Ten things you didn’t know about the London Underground
With the announcement recently that the London Underground can reach up to 105 decibels, which equates the noise to that of a rock concert; we have decided to put together a list of ten things that you may not know about the London Underground.
- 60% of the London Underground is actually above ground, with most of the outer districts being served by an over ground train. Additionally, fewer than 10% of tube stations are on the south side of the Thames.
- Despite saving thousands of lives throughout the London Blitz, Bethnal Green Station was at the centre of one of the worst civilian disasters during World War 2. Whilst getting to safety underground away from the bombings, panic ensued when a test weapon was launched nearby. A woman carrying a baby and a bundle of bedding tripped and fell down the staircase, meaning surrounding women, children, and men fell around her and were crushed. 173 people were killed and the full details of the tragedy covered up for 65 years after the event; this story has led to the urban legend that Bethnal Green tube station is the most haunted tube station, with many reports of late night tube passengers hearing ghostly screams.
- After the Westminster terror attacks London came together to show strength. As commuters began their day they were met with messages of resilience throughout the London Underground, showing that even in the tube stations, community and determination can be found.

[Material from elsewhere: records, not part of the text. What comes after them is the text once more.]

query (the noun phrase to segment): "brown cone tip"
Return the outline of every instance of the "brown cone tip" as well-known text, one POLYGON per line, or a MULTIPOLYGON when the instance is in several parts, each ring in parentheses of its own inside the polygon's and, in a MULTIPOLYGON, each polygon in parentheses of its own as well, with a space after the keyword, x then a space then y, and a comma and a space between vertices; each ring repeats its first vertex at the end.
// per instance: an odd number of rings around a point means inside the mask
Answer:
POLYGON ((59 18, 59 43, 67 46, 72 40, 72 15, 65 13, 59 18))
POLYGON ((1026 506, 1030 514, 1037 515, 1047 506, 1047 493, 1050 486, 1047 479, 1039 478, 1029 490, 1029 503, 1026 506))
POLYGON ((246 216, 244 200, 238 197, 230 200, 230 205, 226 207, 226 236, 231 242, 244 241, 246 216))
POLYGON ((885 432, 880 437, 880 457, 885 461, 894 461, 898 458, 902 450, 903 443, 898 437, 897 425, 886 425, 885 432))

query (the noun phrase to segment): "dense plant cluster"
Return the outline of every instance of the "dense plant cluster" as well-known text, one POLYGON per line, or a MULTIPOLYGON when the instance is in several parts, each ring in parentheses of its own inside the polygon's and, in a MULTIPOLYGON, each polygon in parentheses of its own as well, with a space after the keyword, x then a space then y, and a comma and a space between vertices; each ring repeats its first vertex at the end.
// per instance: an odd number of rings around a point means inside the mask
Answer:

- Over the years, the London Underground has been the setting for many film scenes. From Underground (1928) produced by Anthony Asquith, to the more recent Skyfall (2012) in the James Bond series. Aldwych Station (originally named Strand Station) is a popular filming location as it is no longer in use and looks much the same as it did a century ago.
- Harry Beck was the mastermind behind the now famous tube map. However at the time of its creation he was only paid 10 guineas (£10.50) for its design. The map was considered very out there for its time, but due to a very positive public response it was accepted and became the official map in 1933.
- The trains that first ran along the lines were steam powered. This meant the trains needed somewhere to vent their fumes. To avoid an unsightly gap in the middle of the an upmarket area two dummy houses were erected, 23-24 Leinster Gardens to provide a fake house front to the street, whilst covering up the gap where trains could let off steam. Over the years pranksters have sent pizza, taxis, and deliveries to these addresses.
- Over 1,000 species of flora and fauna have been recorded throughout the London underground, from grass snakes to different types of birds. However, in 1998 a new species of mosquito was found in the tunnels. It had adapted to living off the animals that had come to live in the tunnels such as rats, as well as unfortunate commuters and tube workers.
- During the Second World War the London Underground helped over 200,000 children escape to the countryside. Over the years with that and being a shelter from the Blitz the stations of the London Underground have saved thousands of lives.
- The shortest journey on the tube is just 0.3Km and is between Leicester Square and Covent Garden, taking just 20 seconds. Despite this it is one of the busiest journeys for tourists. In contrast the journey from Chesham to Chalfont & Latimer is 6.3Km.
- There are 270 stations overall on the London Underground, each unique and each taking you to wonderful parts of this incredible city. So, sit back, relax, and please mind the gap as you explore.